Deploy TensorFlow models with Istio on Kubernetes

Masroor Hasan
Towards Data Science
13 min readMay 19, 2019

--

Typical cloud application requirements of deployment, versioning, scaling, monitoring are also among the common operational challenges of Machine Learning (ML) services.

This post will focus on building a ML serving infrastructure to continuously update, version and deploy models.

Infrastructure Stack

In building our ML serving infrastructure, we will setup a Kubernetes cluster in a cloud environment and leverage Istio to handle service level operations. Next, we will use TensorFlow Serving to deploy and serve a ResNet model hosted on a S3 bucket. Lastly, we will take a look at how to perform staged canary rollouts of newer model versions and eventually automating the rollout process with Flagger.

At a high-level, our infrastructure stack includes:

  • Kubernetes: open-source container orchestration system for application infrastructure and management.
  • Istio: open-source “service-mesh” to enable operational management of micro-services in distributed environments.
  • TensorFlow Serving: open-source high-performance ML model serving system.
  • S3 Storage: AWS cloud object storage.
  • Flagger: open-source automated canary deployment manager as Kubernetes operator.

Kubernetes Cluster

Kubernetes has done wonders in re-shaping the cloud infrastructure landscape. Spinning up a cluster is supported on multiple environments, with almost all major cloud providers offering managed Kubernetes as hosted solutions.

For this post, we will take the opportunity to test-drive one of the newest solutions around the block, DigitalOcean’s managed Kubernetes solution. Get started by creating a new DigitalOcean Kubernetes cluster on a chosen datacenter and node pool configurations.

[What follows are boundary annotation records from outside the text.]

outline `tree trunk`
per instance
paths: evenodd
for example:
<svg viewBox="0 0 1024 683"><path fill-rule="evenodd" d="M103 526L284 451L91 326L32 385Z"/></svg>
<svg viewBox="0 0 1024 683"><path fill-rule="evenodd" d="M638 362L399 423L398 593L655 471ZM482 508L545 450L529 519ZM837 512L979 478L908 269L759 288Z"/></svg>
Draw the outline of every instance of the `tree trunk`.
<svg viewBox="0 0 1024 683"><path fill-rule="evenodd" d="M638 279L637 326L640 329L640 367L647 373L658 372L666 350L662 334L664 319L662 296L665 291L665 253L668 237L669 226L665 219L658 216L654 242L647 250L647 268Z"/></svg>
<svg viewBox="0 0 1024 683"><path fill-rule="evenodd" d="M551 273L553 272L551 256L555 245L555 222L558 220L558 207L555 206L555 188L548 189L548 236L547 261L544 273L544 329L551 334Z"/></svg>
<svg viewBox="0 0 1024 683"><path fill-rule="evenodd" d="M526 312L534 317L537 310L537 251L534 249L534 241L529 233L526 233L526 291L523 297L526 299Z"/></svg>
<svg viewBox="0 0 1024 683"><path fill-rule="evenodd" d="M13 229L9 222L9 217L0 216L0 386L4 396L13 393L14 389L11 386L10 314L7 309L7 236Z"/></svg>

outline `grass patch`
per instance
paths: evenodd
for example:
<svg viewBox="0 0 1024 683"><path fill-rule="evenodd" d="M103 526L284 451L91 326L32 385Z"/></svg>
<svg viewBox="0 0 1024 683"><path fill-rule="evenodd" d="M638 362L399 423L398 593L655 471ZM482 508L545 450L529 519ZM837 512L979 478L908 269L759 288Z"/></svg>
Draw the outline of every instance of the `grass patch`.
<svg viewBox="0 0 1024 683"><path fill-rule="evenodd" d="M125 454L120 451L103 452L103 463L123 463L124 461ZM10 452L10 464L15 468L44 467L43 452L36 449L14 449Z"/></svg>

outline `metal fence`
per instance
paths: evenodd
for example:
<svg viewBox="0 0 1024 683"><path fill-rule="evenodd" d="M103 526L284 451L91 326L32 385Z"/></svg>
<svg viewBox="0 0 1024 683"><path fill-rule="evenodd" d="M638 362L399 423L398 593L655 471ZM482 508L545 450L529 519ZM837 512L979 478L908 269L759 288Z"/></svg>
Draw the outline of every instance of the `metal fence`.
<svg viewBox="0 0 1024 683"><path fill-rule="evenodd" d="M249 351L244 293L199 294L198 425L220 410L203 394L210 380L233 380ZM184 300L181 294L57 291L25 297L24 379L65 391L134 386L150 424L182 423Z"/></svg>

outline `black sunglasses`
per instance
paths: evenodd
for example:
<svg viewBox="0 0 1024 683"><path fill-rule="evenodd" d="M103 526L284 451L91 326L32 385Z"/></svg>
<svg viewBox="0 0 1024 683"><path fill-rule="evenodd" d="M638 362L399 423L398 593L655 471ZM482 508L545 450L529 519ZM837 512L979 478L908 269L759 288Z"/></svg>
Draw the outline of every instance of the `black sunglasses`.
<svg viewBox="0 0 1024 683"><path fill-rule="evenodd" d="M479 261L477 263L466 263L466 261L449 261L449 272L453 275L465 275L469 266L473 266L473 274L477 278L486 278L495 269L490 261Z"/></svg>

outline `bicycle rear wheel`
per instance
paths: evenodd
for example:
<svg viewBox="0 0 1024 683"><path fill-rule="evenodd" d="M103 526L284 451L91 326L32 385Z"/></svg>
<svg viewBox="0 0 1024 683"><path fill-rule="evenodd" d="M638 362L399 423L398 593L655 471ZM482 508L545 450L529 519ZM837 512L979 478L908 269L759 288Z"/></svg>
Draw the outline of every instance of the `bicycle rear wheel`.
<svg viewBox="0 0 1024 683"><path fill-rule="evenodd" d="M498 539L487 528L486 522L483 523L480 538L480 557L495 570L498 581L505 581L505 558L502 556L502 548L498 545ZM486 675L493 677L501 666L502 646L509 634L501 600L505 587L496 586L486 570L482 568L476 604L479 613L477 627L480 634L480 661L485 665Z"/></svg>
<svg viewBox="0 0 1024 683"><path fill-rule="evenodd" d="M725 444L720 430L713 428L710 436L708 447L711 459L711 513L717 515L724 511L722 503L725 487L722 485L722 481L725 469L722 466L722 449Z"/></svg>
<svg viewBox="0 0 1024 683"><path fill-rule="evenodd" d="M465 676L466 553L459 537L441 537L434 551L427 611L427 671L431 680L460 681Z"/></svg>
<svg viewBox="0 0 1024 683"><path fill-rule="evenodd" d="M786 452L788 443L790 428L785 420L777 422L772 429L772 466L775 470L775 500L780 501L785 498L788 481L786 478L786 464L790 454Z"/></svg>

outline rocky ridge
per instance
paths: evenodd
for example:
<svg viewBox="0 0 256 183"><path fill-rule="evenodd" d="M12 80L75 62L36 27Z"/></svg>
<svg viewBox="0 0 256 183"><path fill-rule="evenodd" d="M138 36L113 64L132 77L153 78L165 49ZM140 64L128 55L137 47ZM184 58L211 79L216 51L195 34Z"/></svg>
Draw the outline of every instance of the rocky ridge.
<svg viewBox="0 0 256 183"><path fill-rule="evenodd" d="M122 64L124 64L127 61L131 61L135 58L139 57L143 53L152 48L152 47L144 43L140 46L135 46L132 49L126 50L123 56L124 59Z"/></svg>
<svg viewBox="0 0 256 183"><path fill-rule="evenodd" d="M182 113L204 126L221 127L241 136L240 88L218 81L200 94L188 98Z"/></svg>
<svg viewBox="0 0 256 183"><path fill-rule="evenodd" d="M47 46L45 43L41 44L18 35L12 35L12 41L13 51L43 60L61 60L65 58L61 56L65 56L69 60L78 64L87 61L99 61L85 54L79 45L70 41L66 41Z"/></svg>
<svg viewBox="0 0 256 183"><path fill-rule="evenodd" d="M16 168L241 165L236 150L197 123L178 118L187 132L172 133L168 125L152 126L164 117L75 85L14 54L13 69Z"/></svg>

Download the configuration file and add it to bash session.

export KUBECONFIG=k8s-1-13-5-do-1-sfo2-1555861262145-kubeconfig.yaml

Check the status of the node and verify that it is healthy and ready to accept workloads.

kubectl get nodesNAME                                        STATUS    ROLES     AGE       VERSIONk8s-1-13-5-do-1-sfo2-1555861262145-1-msa8   Ready     <none>    57s       v1.13.5

Istio

Istio is an open-source “service mesh” that layers itself transparently onto existing distributed infrastructure.

A “service mesh” is the abstraction for inter-connected services interacting with each other. This kind of abstraction helps reduce the complexity of managing connectivity, security, and observability of applications in a distributed environment.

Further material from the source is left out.